Blog do Flavio Gomes
F-1

DIVILA, 74

RIO – Foi em 1998 que encontrei esses carros aí, jogados numa oficina em Interlagos. As fotos, tirei com uma câmera analógica. Já devo ter contado essa história algumas vezes aqui no blog. Eu trabalhava, entre outros, para o “Lance!”. A descoberta desencadeou um movimento que acabou, anos depois, resultando na restauração de alguns carros […]

RIO – Foi em 1998 que encontrei esses carros aí, jogados numa oficina em Interlagos. As fotos, tirei com uma câmera analógica. Já devo ter contado essa história algumas vezes aqui no blog. Eu trabalhava, entre outros, para o “Lance!”. A descoberta desencadeou um movimento que acabou, anos depois, resultando na restauração de alguns carros da Copersucar pela Dana. Esse aí, inclusive. Salvo engano, é o FD-01.

F de Fittipaldi.

D de Divila.

Divila morreu hoje aos 74 anos na França.

Ricardo morava em Magny-Cours. Já tinha um tempo que ele vinha pelo menos uma vez por ano ao Brasil, e sempre que isso acontecia meu amigo e irmão Luiz Salomão organizava um chopinho. Era sempre no Armazém Paulista, um bar bacana de Moema que, creio, ainda existe.

Sentávamos por horas para ouvir as histórias do Divila. Que andava sempre com seu laptop a tiracolo, colocava sobre a mesa e começava a nos mostrar seus projetos. Dizia coisas que, na maior parte das vezes, eu não entendia direito. Mostrava fluxos de ar. Posição de radiadores. Centro de gravidade. E vinha música. E filosofia. E sabedoria. Falava de tudo com uma paixão estonteante. Ficávamos bestas, eu e Saloma.

Magny-Cours, Ricardo? Mas por que diabos você foi morar em Magny-Cours? Ah, eu fico sossegado lá. Tenho uma casa ótima, ouço meus CDs, tomo meu vinho, ninguém me enche o saco, respondia.

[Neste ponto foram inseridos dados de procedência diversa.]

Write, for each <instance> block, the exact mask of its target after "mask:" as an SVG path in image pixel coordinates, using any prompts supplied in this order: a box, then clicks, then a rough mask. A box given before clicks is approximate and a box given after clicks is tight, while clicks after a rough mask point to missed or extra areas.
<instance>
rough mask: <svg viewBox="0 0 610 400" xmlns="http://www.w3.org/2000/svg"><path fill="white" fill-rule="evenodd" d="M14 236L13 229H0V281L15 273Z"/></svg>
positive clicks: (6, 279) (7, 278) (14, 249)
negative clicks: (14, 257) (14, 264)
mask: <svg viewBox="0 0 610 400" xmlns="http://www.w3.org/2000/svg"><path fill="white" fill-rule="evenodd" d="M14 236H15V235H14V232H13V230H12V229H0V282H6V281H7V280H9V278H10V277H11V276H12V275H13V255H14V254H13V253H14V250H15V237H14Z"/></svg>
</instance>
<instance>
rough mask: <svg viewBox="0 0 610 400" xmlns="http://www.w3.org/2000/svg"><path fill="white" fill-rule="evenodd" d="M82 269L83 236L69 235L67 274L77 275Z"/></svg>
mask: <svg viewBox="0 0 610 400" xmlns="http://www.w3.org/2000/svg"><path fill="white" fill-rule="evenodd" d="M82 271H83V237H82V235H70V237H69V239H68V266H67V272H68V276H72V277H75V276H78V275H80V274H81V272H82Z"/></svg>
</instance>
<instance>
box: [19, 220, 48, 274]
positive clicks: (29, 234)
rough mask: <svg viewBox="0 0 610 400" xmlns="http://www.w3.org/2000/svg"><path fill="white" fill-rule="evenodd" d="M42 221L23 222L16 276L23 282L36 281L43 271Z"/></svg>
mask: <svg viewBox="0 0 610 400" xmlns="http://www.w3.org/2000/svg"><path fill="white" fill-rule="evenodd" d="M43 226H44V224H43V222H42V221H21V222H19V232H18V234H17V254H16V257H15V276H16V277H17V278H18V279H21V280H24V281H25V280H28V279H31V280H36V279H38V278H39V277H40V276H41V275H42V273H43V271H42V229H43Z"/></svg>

A Copersucar era capítulo da vida sobre o qual falava com prazer, orgulho e alegria. Tinha menos de 30 anos quando projetou o primeiro e único carro brasileiro de Fórmula 1. É verdade que a caixa de direção era do Chevette, Ricardo?, eu perguntava, como se soubesse muito do assunto. Sim, era a melhor que tínhamos por aqui, respondia, como se fosse a coisa mais natural do mundo um carro com caixa de direção de Chevette disputar o mesmo campeonato que a Ferrari, a Lotus e a McLaren.

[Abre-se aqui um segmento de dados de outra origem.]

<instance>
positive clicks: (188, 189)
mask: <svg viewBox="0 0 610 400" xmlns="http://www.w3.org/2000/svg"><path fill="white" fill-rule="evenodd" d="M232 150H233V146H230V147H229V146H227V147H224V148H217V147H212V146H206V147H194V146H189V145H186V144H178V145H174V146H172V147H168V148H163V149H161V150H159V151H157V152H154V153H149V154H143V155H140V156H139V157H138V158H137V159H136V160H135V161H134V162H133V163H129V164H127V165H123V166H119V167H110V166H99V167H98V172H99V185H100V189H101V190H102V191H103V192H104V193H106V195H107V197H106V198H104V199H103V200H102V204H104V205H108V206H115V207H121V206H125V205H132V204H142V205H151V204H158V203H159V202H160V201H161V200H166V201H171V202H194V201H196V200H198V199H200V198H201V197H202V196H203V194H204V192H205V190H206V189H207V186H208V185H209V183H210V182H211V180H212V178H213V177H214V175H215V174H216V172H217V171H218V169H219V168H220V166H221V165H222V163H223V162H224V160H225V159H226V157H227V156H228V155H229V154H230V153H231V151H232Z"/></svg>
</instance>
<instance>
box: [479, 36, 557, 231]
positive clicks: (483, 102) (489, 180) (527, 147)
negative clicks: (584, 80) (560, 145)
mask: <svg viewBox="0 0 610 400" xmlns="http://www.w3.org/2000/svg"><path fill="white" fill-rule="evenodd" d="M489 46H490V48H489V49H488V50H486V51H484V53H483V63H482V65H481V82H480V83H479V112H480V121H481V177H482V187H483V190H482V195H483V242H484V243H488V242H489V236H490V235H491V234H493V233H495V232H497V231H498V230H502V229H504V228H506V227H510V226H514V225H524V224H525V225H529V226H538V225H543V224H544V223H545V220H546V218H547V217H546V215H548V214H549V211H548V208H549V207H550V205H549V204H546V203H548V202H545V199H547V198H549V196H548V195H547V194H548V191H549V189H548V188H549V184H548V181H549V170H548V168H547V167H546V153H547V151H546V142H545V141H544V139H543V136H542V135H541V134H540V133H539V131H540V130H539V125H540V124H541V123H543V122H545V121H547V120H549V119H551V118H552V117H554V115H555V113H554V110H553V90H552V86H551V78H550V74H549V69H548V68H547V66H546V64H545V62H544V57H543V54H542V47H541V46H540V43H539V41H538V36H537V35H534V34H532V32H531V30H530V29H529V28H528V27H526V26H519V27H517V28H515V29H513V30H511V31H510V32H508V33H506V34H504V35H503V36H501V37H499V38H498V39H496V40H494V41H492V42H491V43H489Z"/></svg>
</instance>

Trabalhou para a Minardi, a Ligier, a Fondmetal. Teve equipe de F-3000. Era um deus em Le Mans, onde o encontrei em 2012 trabalhando num carro que nem lembro qual era. Era reverenciado no Japão, a quem emprestou sua genialidade à Nissan.

Magro, alto, longos cabelos lisos, quase sempre de óculos escuros, um garoto que amava os Beatles e os Rolling Stones. Amava as corridas e a engenharia. Amava os pilotos e a aerodinâmica. Amava a vida e os carros. Todos os carros. Achava todos fantásticos. Achava o mundo um lugar fantástico e incrível. Amava seu cantinho em Magny-Cours, onde ouvida seus CDs e via os girassóis crescerem.

A última vez que estive com o Ricardo foi em 2016. Tivemos a chance de levá-lo no “Nitro”, nosso programa lá na Fox. Depois me mudei para o Rio, faltei aos encontros anuais com o Saloma, até que alguns dias atrás chegou a notícia do AVC e do câncer. Ele tá indo embora, me disse meu amigo.

Hoje ele se foi.

Saloma, quando tudo isso terminar vamos ao Armazém.